Gruppi di sostegno per familiari di malati di Alzheimer
I familiari dei malati di Alzheimer hanno bisogno di sostegno e consulenza, hanno l'esigenza di scambiarsi esperienze e consigli, di capire perché il loro congiunto si comporta in quel modo, di sentire qualche trucco per rendere il compito meno gravoso, di sfogarsi e riconoscere che quel misto di sentimenti che possono essere la frustrazione e la tenerezza, la rabbia e la soddisfazione sono umani, perfettamente accettabili e comprensibili. I gruppi di sostegno sono uno strumento prezioso per rinforzare i familiari durante il percorso della malattia e della modifica dei ruoli, elaborazione del lutto, analisi del senso di colpa, delle motivazioni, delle scelte...

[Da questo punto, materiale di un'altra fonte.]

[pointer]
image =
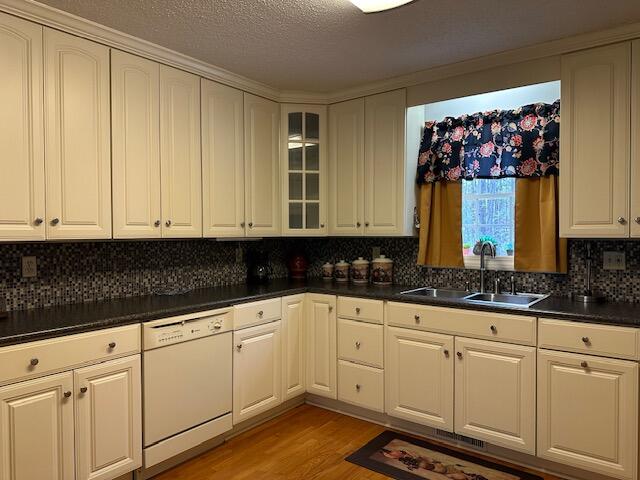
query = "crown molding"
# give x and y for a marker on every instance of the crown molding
(66, 22)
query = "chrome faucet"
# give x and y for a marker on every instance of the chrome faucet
(483, 268)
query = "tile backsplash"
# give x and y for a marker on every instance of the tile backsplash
(89, 271)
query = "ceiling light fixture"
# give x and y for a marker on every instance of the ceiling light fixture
(372, 6)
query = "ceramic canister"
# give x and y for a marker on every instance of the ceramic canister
(327, 271)
(341, 271)
(360, 270)
(382, 271)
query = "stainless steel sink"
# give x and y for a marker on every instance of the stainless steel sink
(436, 292)
(520, 300)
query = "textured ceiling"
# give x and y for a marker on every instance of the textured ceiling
(327, 45)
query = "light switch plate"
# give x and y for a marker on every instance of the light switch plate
(614, 261)
(29, 267)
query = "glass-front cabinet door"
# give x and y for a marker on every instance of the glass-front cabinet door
(304, 167)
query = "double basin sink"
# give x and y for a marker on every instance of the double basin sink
(522, 300)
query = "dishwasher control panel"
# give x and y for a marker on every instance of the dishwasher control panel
(183, 328)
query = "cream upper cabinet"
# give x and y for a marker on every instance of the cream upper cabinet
(588, 412)
(293, 346)
(321, 347)
(346, 167)
(180, 153)
(595, 142)
(77, 137)
(108, 419)
(135, 141)
(423, 395)
(262, 166)
(222, 160)
(22, 207)
(36, 429)
(304, 170)
(495, 400)
(384, 163)
(257, 370)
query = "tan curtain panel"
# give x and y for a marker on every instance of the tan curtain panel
(441, 225)
(538, 246)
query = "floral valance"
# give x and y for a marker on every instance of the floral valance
(502, 143)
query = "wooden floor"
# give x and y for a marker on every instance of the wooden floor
(306, 443)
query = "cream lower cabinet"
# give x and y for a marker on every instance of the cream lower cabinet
(293, 346)
(257, 370)
(22, 208)
(422, 394)
(108, 407)
(77, 137)
(588, 412)
(322, 357)
(36, 429)
(495, 393)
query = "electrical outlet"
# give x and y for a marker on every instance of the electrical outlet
(613, 261)
(29, 267)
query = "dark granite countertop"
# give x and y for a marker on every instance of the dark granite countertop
(35, 324)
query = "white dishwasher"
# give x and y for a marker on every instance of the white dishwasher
(187, 377)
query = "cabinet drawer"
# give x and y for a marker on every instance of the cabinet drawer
(44, 356)
(485, 325)
(361, 309)
(360, 342)
(256, 313)
(600, 340)
(361, 385)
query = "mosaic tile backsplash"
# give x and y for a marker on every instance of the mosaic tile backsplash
(82, 272)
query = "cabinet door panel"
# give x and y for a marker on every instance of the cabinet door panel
(594, 145)
(135, 95)
(108, 419)
(262, 164)
(495, 393)
(21, 131)
(36, 429)
(181, 168)
(422, 395)
(588, 412)
(78, 137)
(222, 160)
(322, 354)
(293, 343)
(384, 164)
(346, 167)
(257, 370)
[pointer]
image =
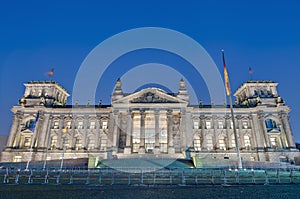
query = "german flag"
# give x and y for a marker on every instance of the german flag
(227, 85)
(50, 73)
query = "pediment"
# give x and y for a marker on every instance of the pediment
(150, 95)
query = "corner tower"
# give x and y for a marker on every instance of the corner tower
(44, 93)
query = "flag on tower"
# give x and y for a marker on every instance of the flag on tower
(227, 85)
(250, 72)
(32, 126)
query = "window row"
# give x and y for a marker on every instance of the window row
(78, 145)
(221, 143)
(220, 125)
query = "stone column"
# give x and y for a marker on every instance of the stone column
(215, 138)
(13, 131)
(115, 131)
(183, 130)
(264, 132)
(253, 139)
(127, 149)
(171, 149)
(240, 134)
(228, 133)
(202, 124)
(287, 128)
(142, 137)
(258, 135)
(156, 148)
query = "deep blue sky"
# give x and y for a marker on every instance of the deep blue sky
(36, 36)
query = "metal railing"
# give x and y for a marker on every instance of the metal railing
(151, 176)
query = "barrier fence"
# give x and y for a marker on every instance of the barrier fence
(151, 176)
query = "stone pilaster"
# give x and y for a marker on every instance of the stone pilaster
(202, 124)
(127, 149)
(240, 132)
(258, 134)
(287, 128)
(263, 129)
(156, 118)
(13, 131)
(171, 149)
(142, 137)
(115, 131)
(43, 131)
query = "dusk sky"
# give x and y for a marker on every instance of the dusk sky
(36, 36)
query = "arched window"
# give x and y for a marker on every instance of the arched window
(270, 124)
(209, 142)
(197, 143)
(91, 143)
(27, 142)
(233, 141)
(261, 93)
(78, 143)
(255, 93)
(103, 143)
(53, 142)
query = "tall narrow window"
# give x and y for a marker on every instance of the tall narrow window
(163, 134)
(247, 142)
(80, 125)
(197, 143)
(270, 125)
(196, 125)
(91, 143)
(208, 125)
(103, 143)
(69, 125)
(27, 142)
(92, 125)
(136, 133)
(55, 125)
(220, 125)
(209, 142)
(245, 125)
(149, 132)
(53, 142)
(104, 125)
(233, 141)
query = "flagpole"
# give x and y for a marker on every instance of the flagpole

I gruppi di sostegno non sono gruppi di terapia: affrontano temi specifici, strettamente legati al prendersi cura del malato di Alzheimer, guidati da un conduttore, il quale ha il compito di facilitare la comunicazione tra i partecipanti, di offrire stimoli per il confronto e di regolamentare gli incontri.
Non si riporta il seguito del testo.